Comunicação Social

A Solenidade da Ascensão do Senhor coincide com o Dia das Comunicações Sociais por determinação do Papa Paulo VI, que percebeu a ligação entre os dois temas.

Desde então, os papas têm mandado mensagens para o dia, o que tem enriquecido o magistério eclesial sobre a matéria.

O próprio Papa Paulo VI escreveu na Evangelii Nuntiandi, n. 45: “Postos a serviço do Evangelho, tais meios são susceptíveis de ampliar, quase ao infinito, o campo para poder ser ouvida a Palavra de Deus e fazem com que a Boa-Nova chegue a milhões de pessoas. A Igreja viria a sentir-se culpável diante do seu Senhor, se não lançasse mão destes meios potentes que a inteligência humana torna cada dia mais aperfeiçoados”.

Desde então e na trilha do Vaticano II com o Documento Inter Mirifica, houve um maior esforço de presença da Igreja nestes meios inclusive com a aquisição dos mesmos ou de modernização dos existentes.

Reconhecemos e agradecemos aos que trabalham na imprensa católica, no rádio, na televisão e internet com programação confessional ou de autoajuda. Algumas Congregações e Novas Comunidades ou Institutos de Vida Consagrada tornaram o projeto uma realidade, apesar da escassez de recursos humanos e financeiros que tais meios exigem. Nas dioceses do Brasil, a Pastoral da Comunicação (Pascom) é uma realidade em contínuo aperfeiçoamento.

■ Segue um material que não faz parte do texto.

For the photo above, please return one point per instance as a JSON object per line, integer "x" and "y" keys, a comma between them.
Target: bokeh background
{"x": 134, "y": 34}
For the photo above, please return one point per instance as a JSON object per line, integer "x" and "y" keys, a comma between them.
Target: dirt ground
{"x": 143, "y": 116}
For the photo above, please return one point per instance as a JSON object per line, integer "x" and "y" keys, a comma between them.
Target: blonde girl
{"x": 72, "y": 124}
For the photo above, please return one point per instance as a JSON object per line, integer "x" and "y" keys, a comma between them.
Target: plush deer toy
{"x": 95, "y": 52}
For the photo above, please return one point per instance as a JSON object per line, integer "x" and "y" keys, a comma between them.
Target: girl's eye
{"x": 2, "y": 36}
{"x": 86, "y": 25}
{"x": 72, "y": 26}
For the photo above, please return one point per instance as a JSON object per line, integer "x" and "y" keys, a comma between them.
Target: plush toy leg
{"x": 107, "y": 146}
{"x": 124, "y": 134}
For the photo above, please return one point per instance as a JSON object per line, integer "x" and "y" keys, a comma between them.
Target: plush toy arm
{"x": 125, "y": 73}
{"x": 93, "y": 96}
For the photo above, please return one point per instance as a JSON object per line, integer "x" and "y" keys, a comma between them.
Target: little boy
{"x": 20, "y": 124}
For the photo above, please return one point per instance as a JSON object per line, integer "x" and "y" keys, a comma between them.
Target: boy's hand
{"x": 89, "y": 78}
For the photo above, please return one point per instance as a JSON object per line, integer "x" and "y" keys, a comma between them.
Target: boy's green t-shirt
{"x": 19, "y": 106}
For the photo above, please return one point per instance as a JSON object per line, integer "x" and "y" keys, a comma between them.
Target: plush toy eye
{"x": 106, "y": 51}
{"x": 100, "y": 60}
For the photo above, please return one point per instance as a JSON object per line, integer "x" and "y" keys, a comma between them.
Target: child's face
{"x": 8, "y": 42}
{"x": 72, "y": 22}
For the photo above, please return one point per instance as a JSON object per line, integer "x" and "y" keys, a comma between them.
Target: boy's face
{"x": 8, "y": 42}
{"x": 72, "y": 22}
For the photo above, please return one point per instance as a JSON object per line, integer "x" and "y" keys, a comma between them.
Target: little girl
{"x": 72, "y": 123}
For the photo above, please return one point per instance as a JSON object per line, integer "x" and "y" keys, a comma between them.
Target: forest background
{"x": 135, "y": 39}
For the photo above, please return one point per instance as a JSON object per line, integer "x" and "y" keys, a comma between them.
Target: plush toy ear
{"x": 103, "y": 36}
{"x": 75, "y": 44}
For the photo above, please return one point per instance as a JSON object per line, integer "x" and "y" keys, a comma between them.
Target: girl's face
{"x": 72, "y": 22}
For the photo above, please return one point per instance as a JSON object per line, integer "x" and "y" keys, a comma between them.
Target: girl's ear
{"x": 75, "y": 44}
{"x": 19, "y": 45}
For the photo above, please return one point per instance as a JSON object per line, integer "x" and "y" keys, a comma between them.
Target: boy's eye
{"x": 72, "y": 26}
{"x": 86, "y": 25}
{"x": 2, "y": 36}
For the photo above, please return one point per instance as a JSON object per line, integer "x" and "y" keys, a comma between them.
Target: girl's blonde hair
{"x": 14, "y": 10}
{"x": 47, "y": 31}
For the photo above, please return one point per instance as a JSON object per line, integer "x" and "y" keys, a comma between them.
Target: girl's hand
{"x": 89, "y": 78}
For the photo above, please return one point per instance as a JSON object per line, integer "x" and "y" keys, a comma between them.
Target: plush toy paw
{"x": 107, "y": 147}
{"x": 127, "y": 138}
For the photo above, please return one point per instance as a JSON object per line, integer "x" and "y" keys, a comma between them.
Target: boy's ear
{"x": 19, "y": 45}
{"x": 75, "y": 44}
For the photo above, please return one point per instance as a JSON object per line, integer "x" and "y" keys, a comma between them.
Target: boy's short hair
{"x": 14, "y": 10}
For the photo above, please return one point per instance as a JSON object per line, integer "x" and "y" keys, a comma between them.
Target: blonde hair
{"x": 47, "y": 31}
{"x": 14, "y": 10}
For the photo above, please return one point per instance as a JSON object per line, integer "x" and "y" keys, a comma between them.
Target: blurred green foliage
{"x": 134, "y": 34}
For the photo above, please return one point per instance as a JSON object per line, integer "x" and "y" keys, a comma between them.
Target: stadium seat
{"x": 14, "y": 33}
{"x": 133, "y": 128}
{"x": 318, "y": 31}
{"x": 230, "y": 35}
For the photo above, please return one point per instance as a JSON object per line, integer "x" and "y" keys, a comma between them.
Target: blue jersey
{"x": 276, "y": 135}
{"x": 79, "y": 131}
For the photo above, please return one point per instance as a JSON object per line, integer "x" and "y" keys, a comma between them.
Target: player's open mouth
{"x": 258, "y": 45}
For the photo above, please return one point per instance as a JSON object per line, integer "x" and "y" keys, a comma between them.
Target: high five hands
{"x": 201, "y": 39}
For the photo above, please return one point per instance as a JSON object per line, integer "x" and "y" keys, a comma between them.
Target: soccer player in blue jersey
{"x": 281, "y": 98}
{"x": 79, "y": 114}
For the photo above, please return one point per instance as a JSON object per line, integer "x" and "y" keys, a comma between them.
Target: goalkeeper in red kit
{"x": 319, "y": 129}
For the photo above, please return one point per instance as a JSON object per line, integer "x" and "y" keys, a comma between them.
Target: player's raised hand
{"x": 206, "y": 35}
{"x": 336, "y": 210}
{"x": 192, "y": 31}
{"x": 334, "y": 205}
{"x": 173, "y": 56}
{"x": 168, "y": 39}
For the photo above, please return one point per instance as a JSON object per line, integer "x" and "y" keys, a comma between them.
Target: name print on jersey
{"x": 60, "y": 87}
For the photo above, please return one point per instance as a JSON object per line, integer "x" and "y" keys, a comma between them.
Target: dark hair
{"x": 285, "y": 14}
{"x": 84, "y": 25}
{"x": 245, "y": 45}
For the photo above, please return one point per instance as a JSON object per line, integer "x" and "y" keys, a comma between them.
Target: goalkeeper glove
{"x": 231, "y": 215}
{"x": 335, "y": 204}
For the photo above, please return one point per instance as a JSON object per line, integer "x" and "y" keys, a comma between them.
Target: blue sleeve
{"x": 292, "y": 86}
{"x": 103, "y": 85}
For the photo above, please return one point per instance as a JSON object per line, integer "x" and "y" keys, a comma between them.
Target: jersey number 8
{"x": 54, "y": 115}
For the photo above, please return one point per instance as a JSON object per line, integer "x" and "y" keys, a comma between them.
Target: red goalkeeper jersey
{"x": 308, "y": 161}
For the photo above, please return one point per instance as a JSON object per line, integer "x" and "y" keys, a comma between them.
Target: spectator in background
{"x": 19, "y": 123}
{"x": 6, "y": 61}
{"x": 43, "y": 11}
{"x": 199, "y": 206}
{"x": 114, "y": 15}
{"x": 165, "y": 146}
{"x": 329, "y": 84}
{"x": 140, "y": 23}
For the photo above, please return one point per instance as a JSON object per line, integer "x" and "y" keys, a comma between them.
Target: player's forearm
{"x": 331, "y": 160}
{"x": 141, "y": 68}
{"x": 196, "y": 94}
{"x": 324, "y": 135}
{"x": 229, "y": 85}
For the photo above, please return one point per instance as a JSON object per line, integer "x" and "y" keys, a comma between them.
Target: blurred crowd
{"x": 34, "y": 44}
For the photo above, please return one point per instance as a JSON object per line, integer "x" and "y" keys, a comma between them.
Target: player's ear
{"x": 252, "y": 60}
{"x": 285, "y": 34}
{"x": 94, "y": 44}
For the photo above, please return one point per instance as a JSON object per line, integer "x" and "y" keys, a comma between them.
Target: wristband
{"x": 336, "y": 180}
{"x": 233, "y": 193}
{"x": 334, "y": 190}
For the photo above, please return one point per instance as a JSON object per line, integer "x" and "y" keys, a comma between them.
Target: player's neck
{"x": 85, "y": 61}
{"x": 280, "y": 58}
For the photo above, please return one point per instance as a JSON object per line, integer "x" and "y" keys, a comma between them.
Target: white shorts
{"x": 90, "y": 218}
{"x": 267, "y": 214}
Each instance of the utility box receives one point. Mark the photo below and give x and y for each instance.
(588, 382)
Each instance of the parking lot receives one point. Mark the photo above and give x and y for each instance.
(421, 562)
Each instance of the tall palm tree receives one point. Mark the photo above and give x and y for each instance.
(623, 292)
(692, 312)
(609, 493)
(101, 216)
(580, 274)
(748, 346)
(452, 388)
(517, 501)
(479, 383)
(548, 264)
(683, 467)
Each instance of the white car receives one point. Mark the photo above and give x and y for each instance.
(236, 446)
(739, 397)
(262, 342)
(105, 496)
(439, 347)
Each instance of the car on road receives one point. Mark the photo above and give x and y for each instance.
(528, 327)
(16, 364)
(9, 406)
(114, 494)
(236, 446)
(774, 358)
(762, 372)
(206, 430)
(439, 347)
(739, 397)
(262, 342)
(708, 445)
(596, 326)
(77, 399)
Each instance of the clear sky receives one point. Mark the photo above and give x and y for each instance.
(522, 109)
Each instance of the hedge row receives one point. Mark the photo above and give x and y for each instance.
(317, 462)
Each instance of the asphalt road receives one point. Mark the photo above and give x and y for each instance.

Sinal dos tempos e resposta do Espírito às novas necessidades.

Na Ascensão nos é lembrada a missão de evangelizar dada pelo Ressuscitado, antes de partir: “Ide e fazei discípulos meus todos os povos”(M 28,19). Tal dinâmica de ir e de fazer põe a comunicação no centro das atividades da Igreja. Estabelece-se em Pentecostes mediante o dom das línguas: “cada um ouvia os discípulos falar em sua própria língua”( At 2, 6). Indica, assim, a comunicação da mensagem e sua atualização e expansão.

Ao contrário de Babel que é símbolo da confusão das línguas ou expressão de desentendimento coletivo, Pentecostes é a integração de todos os idiomas na mesma fé porque a redenção é universal e deve ser anunciada a todos. Por isso, a experiência não é só a descida do Espírito em forma de línguas de fogo, mas também e especialmente são os efeitos testemunhados: “todos nós os escutamos anunciarem as maravilhas de Deus em nossa própria língua” (At 2, 11).

O próprio Espírito que proporcionou a Pedro iniciar a missão em praça pública com um discurso é quem capacita aos membros da Igreja ao trabalho mediante dons e carismas: “Há diversidade de dons, mas um mesmo é o Espírito. Há diversidade de ministérios, mas um mesmo é o Senhor. Há diferentes atividades, mas um mesmo Deus que realiza todas as coisas em todos” (1 Cor 12, 4-6).

Muitas vezes João Paulo II, o midiático, agradeceu aos jornalistas que o acompanhavam em suas visitas o fato de divulgarem suas mensagens e sua imagem. Também o serviço de divulgação da Igreja, quando isento de preconceitos, por tais profissionais e meios, merece reconhecimento.

Igualmente, Bento XVI foi homem de diálogo, pautado na caridade e na verdade, dois temas recorrentes de seu ministério. Não se recusava a entrevistas com os profissionais da imprensa e a dar coletivas, respondendo a temas bastante delicados e complexos da vida da Igreja. O mesmo se diga do Papa Francisco. Ele se dirige a todos com reconhecida simpatia e ternura. A Igreja em saída é a marca de seu ser e dizer. Torna mais viva e estimulante a comunicação evangélica no mundo contemporâneo.